Ein Grinder ist eine Kräutermühle, die dein Rauchmaterial gleichmäßig zerkleinert. Statt von Hand zu zupfen, drehst du das Material zwischen zwei mit Zähnen besetzten Hälften – heraus kommt eine lockere, gleichmäßige Konsistenz, ideal für Joint, Bong oder Vaporizer.
Wie funktioniert ein Grinder?
Du gibst das Material zwischen die beiden Zahnreihen der oberen Kammer und drehst. Die Zähne reißen es in kleine, gleichmäßige Stücke. Bei mehrteiligen Grindern fällt das zerkleinerte Material durch Löcher in eine untere Kammer – so bleibt oben nur, was noch zerkleinert werden muss.
Wie viele Kammern braucht ein Grinder?
- 2-teilig – nur Zerkleinern, kompakt und einfach.
- 3-teilig – mit Auffangkammer für das fertige Material.
- 4-teilig – zusätzlich mit Sieb und Pollen-Catcher, der den feinen Blütenstaub (Kief) auffängt.
Welches Material ist am besten?
Metall-Grinder (meist Aluminium) sind langlebig und scharf, Acryl-Grinder günstig, aber weniger haltbar. Für den Dauereinsatz lohnt sich ein solider Metall-Grinder mit sauber gefrästen Zähnen – der zerkleinert jahrelang zuverlässig.
Grinder reinigen
Mit der Zeit setzen sich Rückstände zwischen den Zähnen fest. Ein regelmäßiges Reinigen hält den Grinder leichtgängig. Bei stärkeren Ablagerungen hilft es, die Teile in Reinigungsalkohol einzulegen und danach gut abzuspülen.
Häufige Fragen
Was ist Kief und wofür der Pollen-Catcher?
Kief ist der feine, wirkstoffreiche Blütenstaub.
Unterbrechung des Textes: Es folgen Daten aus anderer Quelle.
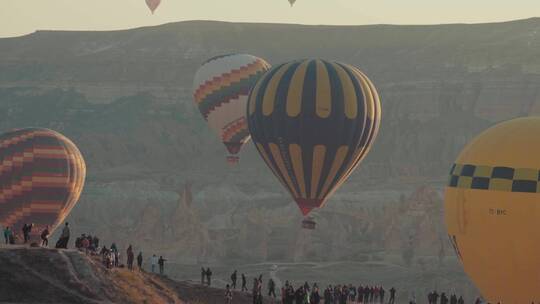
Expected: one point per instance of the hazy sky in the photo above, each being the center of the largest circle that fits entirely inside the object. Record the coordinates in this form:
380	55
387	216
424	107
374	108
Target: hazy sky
18	17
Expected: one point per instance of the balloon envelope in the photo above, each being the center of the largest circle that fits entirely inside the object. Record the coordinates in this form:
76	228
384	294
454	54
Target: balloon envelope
221	87
42	175
492	211
313	121
153	4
Ein 4-teiliger Grinder sammelt ihn in der untersten Kammer – zum Beispiel für die Pollenpresse.
Elektrisch oder von Hand?
Handgrinder sind Standard und geben dir Kontrolle. Elektrische Mühlen sind bequem bei größeren Mengen, aber weniger fein steuerbar.
Wie fein soll ich mahlen?
Locker und gleichmäßig, nicht pulverfein. Zu fein verstopft Joints und Siebe, zu grob brennt ungleichmäßig.
Warum klemmt mein Grinder?
Meist durch Rückstände oder feuchtes Material. Sauber halten und trockenes Material verwenden hilft.